Red blood cells transporting oxygen through the bloodstream under microscope view

High Altitude Lowers Diabetes Risk, Scientists Find Why

🤯 Mind Blown

Scientists discovered why people living at high altitudes have lower diabetes rates. Red blood cells in low-oxygen environments consume more glucose to help oxygen reach tissues.

People living in the mountains may have stumbled upon nature's diabetes defense, and scientists just figured out how it works.

Researchers have long noticed that populations in high-altitude regions like the Andes and Himalayas develop diabetes at lower rates than people living at sea level. A new study in mice reveals the surprising reason: red blood cells act like unexpected glucose regulators when oxygen is scarce.

The research team at the Gladstone Institutes and UC San Francisco exposed mice to chambers with 8% oxygen, mimicking high-altitude air. After several weeks, these mice cleared glucose from their blood much faster than mice in normal oxygen conditions. The effect lasted for weeks, even after returning to normal air.

Here's where it gets interesting. The researchers couldn't account for where all the disappearing glucose was going at first. Scans showed that major organs like the liver and muscles weren't absorbing the extra sugar.

The answer turned out to be floating right in front of them. Red blood cells in the oxygen-deprived mice were soaking up about three times more glucose than normal red blood cells. They were converting that glucose into a compound that helps hemoglobin release oxygen more easily into tissues.

High Altitude Lowers Diabetes Risk, Scientists Find Why

The team confirmed their discovery by manipulating red blood cell numbers directly.

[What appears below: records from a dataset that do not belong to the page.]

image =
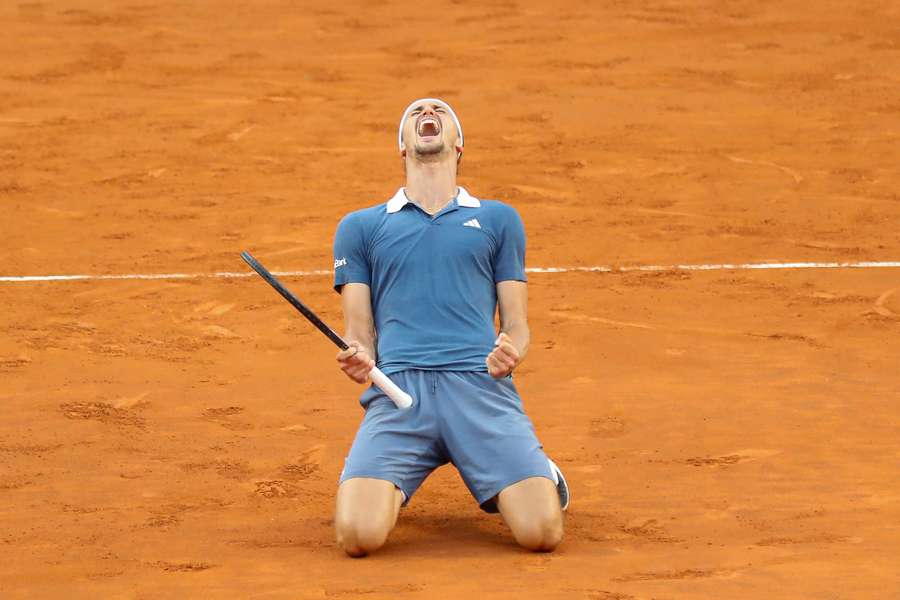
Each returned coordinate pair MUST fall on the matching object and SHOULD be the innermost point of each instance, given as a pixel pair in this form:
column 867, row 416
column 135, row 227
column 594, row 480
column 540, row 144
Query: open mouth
column 428, row 126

When they removed blood from oxygen-deprived mice to keep their red blood cell count normal, the glucose-lowering effect disappeared. When they transfused red blood cells into mice breathing normal air, blood sugar dropped.

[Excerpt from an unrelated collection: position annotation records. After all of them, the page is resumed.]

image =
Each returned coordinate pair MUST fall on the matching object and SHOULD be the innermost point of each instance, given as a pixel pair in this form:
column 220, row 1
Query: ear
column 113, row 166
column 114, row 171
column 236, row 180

Red blood cells produced in low-oxygen conditions also contained about twice as much GLUT1, a protein that helps glucose enter cells. Only the new cells produced under low-oxygen conditions showed these adaptations, not the existing ones.

Why This Inspires

This discovery opens doors for people who can't exactly move to the mountains. Researchers are already developing drugs in early stages that could potentially mimic this pathway, offering hope for the 537 million adults worldwide living with diabetes.

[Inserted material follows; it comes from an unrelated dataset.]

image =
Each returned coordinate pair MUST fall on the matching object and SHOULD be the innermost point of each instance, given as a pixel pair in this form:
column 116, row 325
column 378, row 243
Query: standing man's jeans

The study shows how our bodies have remarkable built-in systems we're only beginning to understand. What started as an observation about mountain populations has revealed a sophisticated glucose regulation system hiding in plain sight, flowing through our veins with every heartbeat.

Nature has been running this experiment for thousands of years in high-altitude communities, and science is finally catching up with a potential solution that could help millions manage their blood sugar better.